A PF informou que cinco grupos investigados movimentaram cerca de R$ 240 milhões no período. A polícia estima que mais de 600 pessoas tenham sido levadas ilegalmente aos EUA ao longo de mais de 20 anos. Segundo a apuração, cada migrante pagaria cerca de 20 mil dólares (aproximadamente R$ 111 mil) pelo serviço.
(imagem ilustrativa)
Foto: PF
Operação em Goiás e início das investigações
Maria Helena foi presa em casa, em Goiânia, após investigações iniciadas em 2022. Segundo a PF, um grupo de migrantes barrado no Aeroporto de Congonhas mencionou o nome dela durante depoimentos.

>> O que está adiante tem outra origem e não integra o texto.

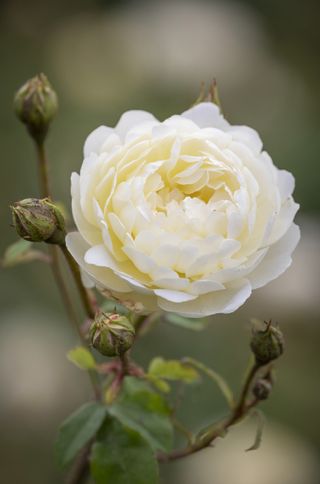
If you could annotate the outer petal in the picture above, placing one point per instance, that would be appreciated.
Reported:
(247, 136)
(131, 119)
(96, 139)
(91, 233)
(225, 301)
(277, 260)
(206, 115)
(77, 247)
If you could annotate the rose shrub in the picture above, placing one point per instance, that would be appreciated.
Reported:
(186, 215)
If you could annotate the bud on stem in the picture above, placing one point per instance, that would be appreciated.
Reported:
(267, 344)
(38, 221)
(36, 104)
(111, 334)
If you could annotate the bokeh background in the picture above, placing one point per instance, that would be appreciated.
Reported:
(104, 57)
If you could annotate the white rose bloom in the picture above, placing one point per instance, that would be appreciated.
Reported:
(187, 215)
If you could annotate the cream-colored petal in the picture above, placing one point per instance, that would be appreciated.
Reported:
(225, 301)
(130, 119)
(277, 260)
(96, 139)
(90, 232)
(77, 247)
(206, 115)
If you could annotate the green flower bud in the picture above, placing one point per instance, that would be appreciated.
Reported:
(38, 221)
(36, 104)
(267, 344)
(262, 389)
(111, 334)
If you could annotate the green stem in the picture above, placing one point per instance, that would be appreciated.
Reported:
(206, 437)
(85, 298)
(55, 266)
(43, 170)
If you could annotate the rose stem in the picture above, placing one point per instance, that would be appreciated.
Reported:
(219, 428)
(55, 265)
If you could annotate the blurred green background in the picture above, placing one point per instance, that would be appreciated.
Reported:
(105, 57)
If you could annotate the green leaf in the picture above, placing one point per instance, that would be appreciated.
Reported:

A polícia afirma que os suspeitos organizavam toda a logística da viagem, incluindo deslocamentos por países como México e Panamá até a entrada nos Estados Unidos.
– Ele falou aí com você, né, que eles saíram? Eles estão na metade do caminho lá, ainda. Reclamando que andaram muito, mas é assim… Eu sempre falo: “É um caminho que você anda, mas chega”
trecho de mensagens obtidas pela TV Anhanguera
Estrutura e suspeita de lavagem de dinheiro
As investigações também apontam que os grupos contavam com integrantes em outros estados e no exterior. Segundo a PF, eles atuavam na recepção de migrantes, no suporte logístico e na intermediação financeira das operações ilegais.
A polícia afirma ainda ter identificado o uso de empresas de fachada, laranjas e lavagem de dinheiro para ocultar os valores movimentados.
Relação familiar com o governador e posicionamentos
Maria Helena é sogra do governador de Goiás, Daniel Vilela. O governador e a esposa não são alvos da operação. Em nota, ele afirmou que o caso não tem relação com sua família ou com o governo estadual.
A defesa de Maria Helena classificou a prisão preventiva como desnecessária e informou que aguarda acesso completo ao processo para analisar as acusações. Em nota, a defesa disse lamentar a divulgação seletiva de informações sigilosas e reafirmou confiança no Poder Judiciário.